Being the compulsive crafter that I am, I hope my kids are never disappointed by my handmade gifts. As a Mom, I am wholly confident enough in myself and my makes that I am never offended if they are tossed aside for the brighter coloured plastic and battery-operated options. I envision my gifts to be ones that endure (as well as ones I gain validation from posting here, if not from my children!).
An Ode to Olive Jean
Cheers to you “Baby O”. My wild child, who I often find after nap time sitting atop the dresser perched like a queen. Who can run longer and almost as fast as her wild brother, and who can disappear from my watchful eye with the skill and ease of a cheetah in tall grass.
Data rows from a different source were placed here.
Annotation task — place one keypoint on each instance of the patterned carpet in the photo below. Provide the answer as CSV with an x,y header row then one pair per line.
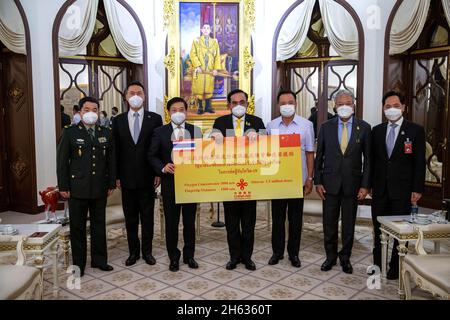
x,y
213,281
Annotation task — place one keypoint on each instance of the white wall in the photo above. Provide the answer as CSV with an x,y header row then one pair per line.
x,y
41,15
40,18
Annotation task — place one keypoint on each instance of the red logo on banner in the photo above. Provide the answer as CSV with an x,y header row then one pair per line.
x,y
242,184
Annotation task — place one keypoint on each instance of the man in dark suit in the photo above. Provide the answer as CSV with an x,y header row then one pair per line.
x,y
160,156
133,132
240,216
86,171
341,177
398,170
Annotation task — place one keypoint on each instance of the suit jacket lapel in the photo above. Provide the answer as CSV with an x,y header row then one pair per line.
x,y
127,128
354,135
400,140
145,125
230,124
383,138
335,128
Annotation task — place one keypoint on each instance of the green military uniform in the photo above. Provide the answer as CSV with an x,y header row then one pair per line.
x,y
86,168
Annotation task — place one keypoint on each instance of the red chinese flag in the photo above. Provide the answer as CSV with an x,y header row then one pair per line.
x,y
289,140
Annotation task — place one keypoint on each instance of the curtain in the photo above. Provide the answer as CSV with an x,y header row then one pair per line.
x,y
77,27
408,24
12,31
340,28
125,31
294,30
You are the future “strong woman” we all aspire to know, and whom mothers everywhere should both fear and indulge in the pleasure of raising. I wrote in my post “A Little Like Me” that no interest of your brother’s will ever limit his potential, and I want you to know that when I wrote it, it would be a few months at that time before your presence was even whispered of. It applies to you as truly as if you were a real little girl sitting in front of me as I wrote it, on that International Women’s Day in 2018. I hope your birthday this year was a good one, one that will be followed by many, many more. I hope future celebrations will be surrounded by an infinite number of souls who love you.
Whether you play with your “dolly bassinet” – or not will not matter to me, what matters is your happiness and satisfaction, and I will do my best to maintain it to the standards that we have created thus far.
All Those Product Links
Have you ever wondered why a lot of blogs contain links to products or websites that sell things? Amazon specifically, despite Amazon not always being the best way to source certain items?
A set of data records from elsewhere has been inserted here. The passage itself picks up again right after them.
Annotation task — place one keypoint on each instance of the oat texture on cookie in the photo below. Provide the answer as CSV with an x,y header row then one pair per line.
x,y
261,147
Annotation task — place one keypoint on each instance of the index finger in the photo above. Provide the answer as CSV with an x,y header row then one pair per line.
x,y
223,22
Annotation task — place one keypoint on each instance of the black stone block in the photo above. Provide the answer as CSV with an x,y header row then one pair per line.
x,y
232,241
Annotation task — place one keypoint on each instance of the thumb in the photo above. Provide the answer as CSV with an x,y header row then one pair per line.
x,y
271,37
“Amazon Associates” is the name of Amazon’s affiliate program. Basically, it’s a way one gets rewarded for sending them traffic that makes them money. If you “click through” someone’s link and make a purchase (on anything!) in the 24 hours following, a fractional percentage of what you pay Amazon for your product is paid out to the blogger (basically). It doesn’t cost the purchaser anything at all, but those few dollars are so very appreciated by the little guys out there working on creating things.
I’m not a career blogger, I do this as a hobby and don’t make an income of much (I made $24 last year off my links, which I still think is pretty cool!). I see any income as a way to theoretically offset my yearly website fees, and I wanted to add this addendum as an “Aaah, I get it” opportunity for those of you that have no idea that THIS IS HOW IT WORKS?! Not just for the purpose of my links either! Find a site or blogger whose work you appreciate, and see if they have any affiliate links you can click through on sites that you would already be buying things for. They’ll be sending you mental hugs every time they see that 30 cent increment show up in their account!